Is price shopping for orthodontics a good idea?
If braces were nothing more than a bunch of metal brackets and wires stuck on teeth than it would make sense to choose the lowest cost option because orthodontic treatment/braces would be a commodity.

As you will see, when orthodontic care is treated like a commodity patients ultimately pay the price. And, WHERE YOU GET YOUR BRACES, MAKES A WORLD OF DIFFERENCE. When it comes to braces, you have the opportunity to make a healthy choice.

If all orthodontists go through the same educational process than isn’t it reasonable to assume that all orthodontists have the same skill sets?
To begin with, not all orthodontic residency programs provide the same education or training. Some programs do a much better job of training their residents than others. Furthermore, not all doctors have the same standards or results. There are differences!
The reality is that braces are so much more than just brackets and wires. Orthodontic care is not a commodity.

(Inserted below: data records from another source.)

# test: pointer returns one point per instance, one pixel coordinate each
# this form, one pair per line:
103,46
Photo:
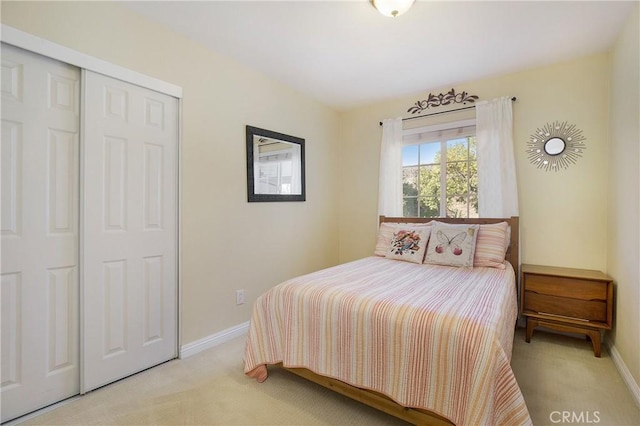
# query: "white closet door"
39,260
129,243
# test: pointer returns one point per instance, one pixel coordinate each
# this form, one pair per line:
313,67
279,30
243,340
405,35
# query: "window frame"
426,134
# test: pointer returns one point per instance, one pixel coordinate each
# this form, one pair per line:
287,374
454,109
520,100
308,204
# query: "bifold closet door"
39,260
129,215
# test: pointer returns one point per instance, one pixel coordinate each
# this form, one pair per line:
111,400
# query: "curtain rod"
443,112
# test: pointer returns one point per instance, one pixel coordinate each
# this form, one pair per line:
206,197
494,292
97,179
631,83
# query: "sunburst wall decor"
555,145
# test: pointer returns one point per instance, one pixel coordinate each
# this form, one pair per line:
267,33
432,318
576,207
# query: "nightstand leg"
594,335
531,324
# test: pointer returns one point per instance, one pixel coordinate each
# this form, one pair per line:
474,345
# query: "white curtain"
390,184
497,186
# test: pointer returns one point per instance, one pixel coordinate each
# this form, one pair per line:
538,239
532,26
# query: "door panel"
39,260
129,263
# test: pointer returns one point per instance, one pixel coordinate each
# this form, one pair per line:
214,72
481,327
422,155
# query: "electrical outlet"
239,297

Tips and FAQs for Receiving Exceptional Orthodontic Care (Orthodontic Basics 101)
For starters, choose an orthodontist. Orthodontists are dental specialists who have 2-3 years of post-dental school education that focuses on smile esthetics, growth and development, and jaw function. They have extensive training and practice in the science of tooth movement, straightening teeth, and improving bites. This is in contrast to a general dentist who may occasionally provide orthodontic care, with limited training. This is the case for both Braces and Invisalign as well. Buyer beware!

Choose an Orthodontist certified by the American Board of Orthodontics. Board certification for orthodontists is a rigorous voluntary examination process driven by the pursuit of continued proficiency and excellence. Only 30% of orthodontists in the United States have achieved this elite status. Search for a qualified orthodontist on the ABO website www.americanboardortho.com.

The fact that the orthodontist is “nice” and “friendly” should be a basic starting point for consideration…but this is not a substitute for skill, depth of knowledge and excellence in care.